Goat Lady Dairy is a model of balance. Tate uses the analogy of a three-legged milking stool to describe his gauge of success: “(within the business) Planet, profit and people each have to be equally nurtured for the stool to function.” He describes the farm as a mission and recalls the zeal of youth in the 1950s and 1960s. His circle of friends was inspired by back-to-land writers like Scott and Helen Nearing whose 1954 book, Living the Good Life, and other titles informed a generation seeking authenticity, a more just society and environmental stewardship.
However, Tate articulates his free-market philosophy with the intensity of a well-schooled businessman (he and Lee hold advanced degrees in psychology and education). “We took short courses offered by university dairy departments at the time,” says Tate. “But most importantly, because of our educations, we knew how to think and problem solve.”
Today, the family-owned enterprise includes a total of 75 acres and three business lines: cheese, community supported agriculture and special events. Goat Lady Dairy cheeses are sold across NC to chefs and specialty stores and at Greensboro farmers markets. Dairy products, pasture raised meats and organic vegetables from the farm are served to the many guests who dine at the dairy one weekend per month (reservations required). Also, the land is protected by the Piedmont Triad Land Conservancy to assure it will always be either farmed or undeveloped. The dairy’s rustic dining hall is a charming location for weddings, receptions and similar events. Four full-time employees and a team of part-timers make it all come together in a folksy but profitable brand.

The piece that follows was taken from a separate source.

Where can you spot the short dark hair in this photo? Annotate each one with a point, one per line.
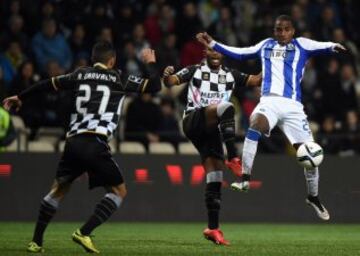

Sustainability is woven into every aspect of the operation, including the exit strategy of the senior Tates. “I’ve counseled families with family businesses and we’ve found that it’s important that you really have to set a date to retire to allow the next generation to step in,” says Tate. “Ours is November 17, 2016.”
Steve and Lee Tate have six more years before handing over the business to their sons, but they’re already passing on their experience and knowledge to the younger generations at large. “I’m so impressed with young people today who seek me out about sustainable farming,” says Tate. “When I was 20, I sincerely believed we’d have to be living in bubble cities when I was 60, but today I’m very hopeful to see environmentalism so mainstream.”
As Tate describes the past 15 years, it becomes clear that the experience of the Baby Boom generation certainly influenced everything that is Goat Lady Dairy.
“The 60s were a time when we were excited about improving the world,” he says. “The ‘peace and prosperity’ of the 1950s was good because out of that stability, we Boomers could question things.”
Tate is optimistic about the future and the possibilities of grassroots movements like local foods, sustainable agriculture and alternative energy. “It took the American consumer to do this by gradually getting educated and voting with their dollars,” he says.
The Goat Lady Dairy philosophy sums up the mission: “When you change a person’s relationship with their food, you change them and the world forever.”